This theme is made manifest in The Doctor's Doctor, when a sample of his DNA is used to literally create a soldier from thin air. Let's talk a little here about Georgia Moffett's role as Jenny (which should really have been Genny, based on the name's "generated" roots). How perfect is that casting? For those who didn't know, she's Peter Davison's daughter, so she really IS the (or a) Doctor's daughter. I don't think she particularly looks like her father, but there's sometimes a sense of it in both appearance (they made her blond, for example) and attitude (her energy). And it makes sense that a Time Lord would have super-DNA coded with all his selves, and that a clone-child might take after any of its parthenogenetic "parents".


So what happens to Jenny? On first watching, I thought the energy coming out of her mouth at the end was a delayed kind of regeneration, using the same kind of energy we see seeping out of the Doctor in The Christmas Invasion. But on rewatching it, I notice the energy is the same greenish color as the terraforming energies of the "source". Jenny is actually resurrected by the same process that rejuvenates the planet's ecosystem (like the Genesis Planet in The Search for Spock). In the Messaline myth, the source is called the breath of life and God's sigh, so it was all foreshadowed.

Things to watch out for
Donna's Destiny: Tragedy is in the making as Donna boldly states that she will never, like Martha, get to a point where she doesn't want to travel with the Doctor anymore.

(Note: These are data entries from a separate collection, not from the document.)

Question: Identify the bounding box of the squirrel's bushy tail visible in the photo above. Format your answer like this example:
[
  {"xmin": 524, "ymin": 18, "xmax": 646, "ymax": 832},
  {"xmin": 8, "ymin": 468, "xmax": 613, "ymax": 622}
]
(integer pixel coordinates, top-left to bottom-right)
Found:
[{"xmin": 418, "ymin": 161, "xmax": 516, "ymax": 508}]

Wibbly-wobbly, timey-wimey: The first instance in Series 4 of the TARDIS being drawn to a point just before a Time Lord (or Time Lord-like being) could be created (this last happened in Utopia). The ship spins out of control, lands right next to a cloning machine with no explanation? Is it hard-wired to try and recreate the race that spawned it, you think?

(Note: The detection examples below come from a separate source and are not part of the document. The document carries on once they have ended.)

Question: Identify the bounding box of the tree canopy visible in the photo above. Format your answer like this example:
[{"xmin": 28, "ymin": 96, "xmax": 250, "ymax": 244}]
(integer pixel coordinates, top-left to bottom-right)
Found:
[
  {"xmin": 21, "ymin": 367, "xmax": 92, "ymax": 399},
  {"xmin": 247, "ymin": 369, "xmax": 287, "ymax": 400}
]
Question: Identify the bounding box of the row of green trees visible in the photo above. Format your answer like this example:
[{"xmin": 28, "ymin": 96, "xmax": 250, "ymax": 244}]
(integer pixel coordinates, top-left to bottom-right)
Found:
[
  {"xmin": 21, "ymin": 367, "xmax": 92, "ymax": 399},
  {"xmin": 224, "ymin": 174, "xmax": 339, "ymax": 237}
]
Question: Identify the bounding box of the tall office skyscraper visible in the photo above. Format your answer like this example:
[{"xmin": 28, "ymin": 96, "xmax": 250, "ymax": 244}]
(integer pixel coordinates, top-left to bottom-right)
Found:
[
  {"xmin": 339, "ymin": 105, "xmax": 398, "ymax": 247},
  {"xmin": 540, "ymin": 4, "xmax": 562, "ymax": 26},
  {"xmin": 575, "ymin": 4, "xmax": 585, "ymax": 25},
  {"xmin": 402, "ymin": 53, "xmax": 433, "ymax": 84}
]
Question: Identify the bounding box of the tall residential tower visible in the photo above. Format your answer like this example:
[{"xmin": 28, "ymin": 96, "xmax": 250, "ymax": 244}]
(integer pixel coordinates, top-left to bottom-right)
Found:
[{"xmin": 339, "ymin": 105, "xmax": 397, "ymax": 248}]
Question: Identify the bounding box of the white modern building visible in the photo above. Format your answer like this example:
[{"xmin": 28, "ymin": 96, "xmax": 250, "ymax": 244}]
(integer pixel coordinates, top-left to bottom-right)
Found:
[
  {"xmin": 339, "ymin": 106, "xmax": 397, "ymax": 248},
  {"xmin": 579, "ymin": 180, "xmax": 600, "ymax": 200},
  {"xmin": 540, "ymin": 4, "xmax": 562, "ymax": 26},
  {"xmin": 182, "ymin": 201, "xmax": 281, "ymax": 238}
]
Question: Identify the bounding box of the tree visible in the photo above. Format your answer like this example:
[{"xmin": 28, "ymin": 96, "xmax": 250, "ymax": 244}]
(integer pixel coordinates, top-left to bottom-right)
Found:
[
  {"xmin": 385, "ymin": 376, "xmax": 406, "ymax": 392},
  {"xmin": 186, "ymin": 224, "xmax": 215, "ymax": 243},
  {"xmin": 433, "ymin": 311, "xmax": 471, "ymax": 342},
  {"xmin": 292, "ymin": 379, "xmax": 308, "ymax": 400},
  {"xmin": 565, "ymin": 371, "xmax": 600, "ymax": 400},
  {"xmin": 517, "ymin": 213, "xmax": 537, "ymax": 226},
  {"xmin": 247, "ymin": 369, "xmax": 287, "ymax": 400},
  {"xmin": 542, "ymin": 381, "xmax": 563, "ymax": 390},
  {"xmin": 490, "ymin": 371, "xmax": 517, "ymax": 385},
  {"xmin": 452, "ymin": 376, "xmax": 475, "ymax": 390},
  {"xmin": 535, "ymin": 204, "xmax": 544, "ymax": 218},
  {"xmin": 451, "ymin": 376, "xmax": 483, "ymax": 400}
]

They call it foreshadowing: The hand makes an appearance, just to remind you it's there.
Are you my mummy?: There is no better example of a character born from a single parent, and seeing as this is all building to the creation of the Doctor Donna, there is particular meaning to the creation of a character that's part-Doctor here.
The reference section: "Seriously, there's an outrageous amount of running involved." The Troughton legacy. The Doctor mentions he's been a father before (Susan's parent). How this can be reconciled with the New Adventures' "looming" idea isn't clear, since the books' idea of Time Lord reproduction is a lot closer to the cloning machine seen in this episode than anything resembling human parenting.
A few production design note about Jenny's shuttle - roundels!!